Hatıratında ilk not tuttuğu tarih 25 Mayıs 1938, yani hastalandıktan yaklaşık on ay sonra. Ferdi Tayfur’dan net bir tarih olmamakla birlikte, 1936 gibi ayrıldığı düşünülüyor. Zira 1937 yılında Şehir Tiyatroları Dergisi’nde adı artık Melek Ezgi olarak geçer. Ama İstanbul Şehir Tiyatroları’nın belgelerinde daha sonraki yıllarda Melek Kobra olarak geçer.

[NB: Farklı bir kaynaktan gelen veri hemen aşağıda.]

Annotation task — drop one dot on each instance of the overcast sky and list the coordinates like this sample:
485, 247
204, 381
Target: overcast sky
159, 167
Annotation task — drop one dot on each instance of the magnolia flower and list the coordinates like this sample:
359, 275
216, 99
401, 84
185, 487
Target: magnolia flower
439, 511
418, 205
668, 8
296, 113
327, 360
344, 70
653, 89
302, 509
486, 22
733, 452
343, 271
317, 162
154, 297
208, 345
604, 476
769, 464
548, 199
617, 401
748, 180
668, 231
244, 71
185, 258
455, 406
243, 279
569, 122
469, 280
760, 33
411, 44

Gökhan Akçura’nın kitaplaştırdığı defterlerinin üzerinde Melek Kobra Hatıratım yazar. Kendisine soyadı olarak Kobra’yı seçer. Öyle görünüyor ki içindeki zehir, veremden çok önceden birikmeye başlamış ve belki de bu zehirle iç içe geçmiş, adeta işbirliği yapmış. Birinci defterde bu adın sonunda soru işareti, ikinci defterde ise bir ünlem işareti vardır. Aşk hayatı ise karışık. Hatıratında da belirttiği gibi Hacı Bekir’le bir birlikteliği söz konusu, ama biraz maddi nedenlerle birlikte olduğunu anlıyoruz. “Zavallı, ne iyi kalpli alicenap bir adam” yazar. Hatıralarını yazmaya başladığı dinlenmesi, tedavi olması için tutulan Çamlıca’daki evin kirası ve tüm masraflarını Hacı Bekir karşılar.

melek kobra

“Her defasında yüreğim sızlıyor. Bu günlerde bu üzüntülerim o kadar üst üste bindi ki, ağzımdan kan gelmeye sebebiyet verdi. Eskiden bana çektirdiği azaplardan dolayı anneme kızardım. Fakat babamın bana bu üç ay zarfında bana karşı ihmalkarlığı ve lâkâyidisi öyle fenama gitti ki tarif edemem. Her şeyim olduğu halde bir şeyim yok… Babam var, babam yok… Annem var, annem yok.. Yarabbi dünyada bundan feci üzüntü olamaz. Başım ağrısa, söyleyecek derdim olsa dinletecek kimsem yok. Deli olacağım, bu ne talihsizlik. Allah beni her türlü nasipsiz yaratmış.” (10 Ağustos 1939)

melek kobra

Hatıralarından 27 Aralık 1938’de ve 17 Nisan 1939’da Cerrahpaşa Hastahanesi Hariciye Bölümü’nde ameliyata girdiğini okuyoruz. Oldukça sıkıntılı günler geçirir.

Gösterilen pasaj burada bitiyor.